Leo dishes it out but still emerges squeaky clean
The Taoiseach has managed to keep Ireland on his side - despite a tough weekthat was largely of his own making writes Kevin Doyle
Political events are moving so fast now that the ground beneath Leo Varadkar is wearing thin.
Flash your mind back to the previous week when the most controversial episode involving the Taoiseach was his temerity to boast about filling the dishwasher in Government Buildings.
Now in the space of a few days, he has found himself fighting fires on such a multitude of fronts that it's hard to keep up.
The past few days have brought a sexism scandal, a proper debate over homelessness, fresh conspiracy theories in An Garda Siochana and it seems we are now battle hardened for Brexit.
It hasn't been an easy week for the Taoiseach but observers will have little sympathy for his woes.
As a 'straight talker', he is used to landing himself in the middle of a storm - but as Clare Daly pointed out, in the old days that was usually a means to an end.
His 'calling it as it is' attitude on the Garda whistleblowers gained him kudos in the wider world and added to the notion that Enda Kenny was losing his authority in the parliamentary party.
There was also the suspicion among government colleagues that when he said something provocative about events in another department, it took attention away from health which always was, and still is, in crisis.
But now when Varadkar says things, it opens the door to debate and personal scrutiny rather than shifting the focus in a different direction.
He must have known this when he decided to pick a fight on homelessness. It's a battle the Government can't win unless the figures start to drop dramatically.
Even if Ireland has "one of the lowest levels of homelessness" in the world, there's nothing to be gained from pointing that out at a time when people are dying on the streets.

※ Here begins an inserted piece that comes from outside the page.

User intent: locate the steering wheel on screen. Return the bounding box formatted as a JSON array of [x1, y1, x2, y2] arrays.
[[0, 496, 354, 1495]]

All Varadkar achieved was to highlight the lack of progress on housing. When people talk about homelessness, they talk in terms of the number of adults and children without a home. Government representatives talk in billions of euro. If you are countering human interest stories with accountancy jargon, you are on a hiding to nothing.
The Government also found itself on the back foot as the Labour Party suggested that Tanaiste Frances Fitzgerald might have known about Noirin O'Sullivan's plan to discredit Maurice McCabe at the O'Higgins inquiry.

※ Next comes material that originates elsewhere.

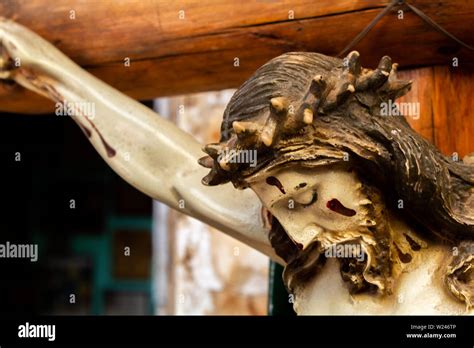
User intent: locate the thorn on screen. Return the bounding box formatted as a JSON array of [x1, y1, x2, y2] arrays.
[[261, 134, 273, 147], [232, 121, 258, 135], [389, 63, 399, 81], [314, 74, 324, 83], [377, 56, 392, 73], [0, 70, 11, 79], [387, 79, 412, 98], [356, 68, 390, 91], [309, 75, 325, 95], [201, 174, 212, 186], [270, 97, 289, 114], [203, 143, 223, 157], [218, 158, 231, 171], [202, 169, 225, 186], [346, 51, 361, 75], [393, 79, 412, 89], [303, 108, 313, 124], [354, 55, 392, 90], [218, 150, 235, 171], [232, 121, 245, 134], [198, 156, 214, 168], [336, 83, 354, 104], [323, 81, 356, 111], [261, 117, 277, 146]]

There was no smoking gun but it took days before Leo Varadkar stood up in the Dail to declare: "At this stage, if the Labour Party has an allegation to make, it should make it clearly here so we can respond to it."
Step forward Kate O'Connell at a Fine Gael meeting last Wednesday night to distribute screen grabs of tweets by a member of the party's national executive.
The evidence was clear cut. Barry Walsh called Sabina Higgins a "vile woman", Tara Flynn was effectively labelled a killer, and Mary Lou McDonald and Roisin Shortall were "bitches".
Yet Varadkar initially chose to allow due process to take its course. A full news cycle had passed before he called on Barry Walsh to step aside. This at a time when the Taoiseach was accusing Opposition TDs of displaying a "terror and fear of modern media".
Behind the scenes sources say things weren't so simple. In fact, Varadkar had sent an 'emissary' to talk to Walsh and ask him to resign. He didn't want to make the call through the newspapers. It may be the case that he was showing some basic humanity - but in the public mind, it looked like stalling.
By the time that mini-row reached its conclusion, the Taoiseach was in Gothenburg discussing Brexit with British Prime Minister Theresa May. "Nothing has changed," he mused and perhaps liberated by being away from home, he went back to calling it like it is: "Sometimes it doesn't feel like they have thought all of this through."
And just like the old days, telling it straight paid off - because the UK edition of The Sun called him a "Brexit Buffoon" who should "grow up" and "shut his gob".
"He is too busy disrespecting 17.4 million voters of a country whose billions stopped Ireland going bust as recently as 2010," it said.
And suddenly the whole of Ireland is back on his side. If the Brits are that annoyed, he must be doing something right. Not even €5m could buy you that type of publicity.
Even Labour's Brendan Howlin sent out a press release saying the Taoiseach needed to pursue his tough Brexit stance, "and while he continues to do so he will have the support of all the Irish people".
And so at the end of a troubled PR week, the Taoiseach hasn't lost that much ground at all.